Allergan to grab AqueSys for $300M+ to add minimally invasive glaucoma microshunt

XEN45 being inserted into the eye--Courtesy of Oculeve

Allergan ($AGN) will buy another ophthalmic device startup, just after its deal for dry-eye player Oculeve closed last month. This time around, it said it would purchase glaucoma microstent company AqueSys for $300 million upfront plus undisclosed approval and sales milestones.

AqueSys investors look to have nabbed a roughly 3x return on the upfront alone--since less than $100 million in venture capital has gone into the startup. The company got its latest, disclosed venture round, a $43.6 million Series D financing, in January 2014 on top of the $51 million is had already scored in prior rounds since 2006. Its investors include Accuitive Medical Ventures, The Carlyle Group, Longitude Capital, Rho Ventures and SV Life Sciences.

"Our eye care team has a strong track record of introducing novel treatments for patients with glaucoma," said Allergan President and CEO Brent Saunders in a statement. "The acquisition of the XEN45 device demonstrates our commitment to alternative next-generation glaucoma treatments which are appealing to both patients and physicians and extend beyond conventional medication eye drops."

The startup has the XEN45 Gel Stent, which is a soft shunt made of collagen-derived gelatin. It is only 6mm long--about the width of a human hair--and is injected by an ophthalmologist via a small corneal incision via a pre-loaded injector.

Upon implantation it enables the outflow of aqueous from the anterior chamber into the non-dissected tissue of the subconjunctival space. It is intended to reduce intraocular pressure in patients with primary open angle glaucoma where previous medical treatments have failed.

The stent has a CE mark in the European Union for use as part of cataract surgery or as a standalone procedure. It is also approved for use in Turkey, Canada and Switzerland. The device is in a pivotal U.S. clinical trial that was fully enrolled last quarter. An FDA clearance for XEN45 is expected by late 2016 or early 2017.

XEN45 is designed to protect against creating intraocular pressure (IOP) that's too low--a risk of current sub-conjunctival procedures. Typical management for glaucoma starts with medications and is followed by a laser trabeculoplasty. Up next as the disease progresses, is likely a trabeculectomy or a glaucoma drainage device--these have a one-year complication rate of up to 50%, the company notes, that includes IOP that is too high or too low.

"The XEN45 platform is a minimally invasive reinvention of the sub-conjunctival outflow approach to the treatment of glaucoma, one used for many years by surgeons," summed up Dr. Robert Weinreb, Professor of Ophthalmology and Director of the Shiley Eye Institute at the University of California, San Diego. "XEN45 provides the advantage of a simpler and less invasive way of conducting a well-established procedure to treat our glaucoma patients, and if approved in the U.S., would provide an exciting new option for ophthalmologists."

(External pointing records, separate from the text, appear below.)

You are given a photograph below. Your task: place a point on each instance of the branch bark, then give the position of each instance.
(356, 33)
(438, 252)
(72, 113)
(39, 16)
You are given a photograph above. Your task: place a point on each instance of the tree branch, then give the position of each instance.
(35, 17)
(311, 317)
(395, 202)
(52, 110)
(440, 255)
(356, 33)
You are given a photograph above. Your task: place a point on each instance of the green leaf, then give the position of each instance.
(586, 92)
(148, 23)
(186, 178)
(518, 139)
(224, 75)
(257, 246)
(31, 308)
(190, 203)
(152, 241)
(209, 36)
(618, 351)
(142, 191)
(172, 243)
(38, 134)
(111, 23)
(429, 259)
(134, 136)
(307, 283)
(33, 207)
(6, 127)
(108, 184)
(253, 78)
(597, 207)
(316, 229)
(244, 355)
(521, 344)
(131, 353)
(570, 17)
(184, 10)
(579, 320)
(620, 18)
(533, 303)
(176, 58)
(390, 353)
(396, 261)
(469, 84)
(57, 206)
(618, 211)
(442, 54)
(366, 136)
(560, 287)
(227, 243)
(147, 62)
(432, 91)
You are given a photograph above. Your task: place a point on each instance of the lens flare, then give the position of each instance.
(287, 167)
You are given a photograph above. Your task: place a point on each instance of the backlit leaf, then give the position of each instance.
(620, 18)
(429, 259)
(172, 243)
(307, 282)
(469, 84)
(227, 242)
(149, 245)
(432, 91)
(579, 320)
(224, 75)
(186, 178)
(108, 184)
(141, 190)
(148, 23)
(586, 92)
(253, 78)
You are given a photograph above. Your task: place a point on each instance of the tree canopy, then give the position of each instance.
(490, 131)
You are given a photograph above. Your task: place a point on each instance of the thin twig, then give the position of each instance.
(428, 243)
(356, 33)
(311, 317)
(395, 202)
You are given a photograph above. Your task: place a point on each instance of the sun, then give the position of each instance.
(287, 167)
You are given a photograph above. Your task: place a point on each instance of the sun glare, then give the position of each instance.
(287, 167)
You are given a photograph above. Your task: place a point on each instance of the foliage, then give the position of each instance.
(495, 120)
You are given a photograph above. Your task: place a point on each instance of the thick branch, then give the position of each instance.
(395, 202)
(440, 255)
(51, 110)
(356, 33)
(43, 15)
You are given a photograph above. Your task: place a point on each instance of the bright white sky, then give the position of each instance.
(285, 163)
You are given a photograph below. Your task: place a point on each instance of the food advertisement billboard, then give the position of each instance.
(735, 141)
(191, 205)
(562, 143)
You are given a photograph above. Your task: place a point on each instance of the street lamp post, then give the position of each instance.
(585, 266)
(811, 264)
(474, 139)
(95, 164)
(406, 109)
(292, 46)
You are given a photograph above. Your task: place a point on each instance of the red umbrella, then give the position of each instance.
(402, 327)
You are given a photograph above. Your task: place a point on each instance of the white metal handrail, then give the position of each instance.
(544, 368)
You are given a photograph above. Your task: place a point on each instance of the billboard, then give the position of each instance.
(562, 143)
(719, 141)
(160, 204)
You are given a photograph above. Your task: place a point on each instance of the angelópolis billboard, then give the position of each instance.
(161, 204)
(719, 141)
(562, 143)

The startup has competitors--including the recent IPO company Glaukos, which has an approved product for moderate to severe glaucoma while the AqueSys device is for mild to moderate patients, observed specialty pharma analyst Umer Raffat from EverCore ISI in a recent note. The Glaukos device is already approved and the company already has an almost $1 billion market cap since its June IPO successfully raised more than $124 million. Transcend Medical and Ivantis also have competitive devices, he noted.

Allergan expects that XEN45 could reach peak annual sales in the hundreds of millions of dollars, Raffat added.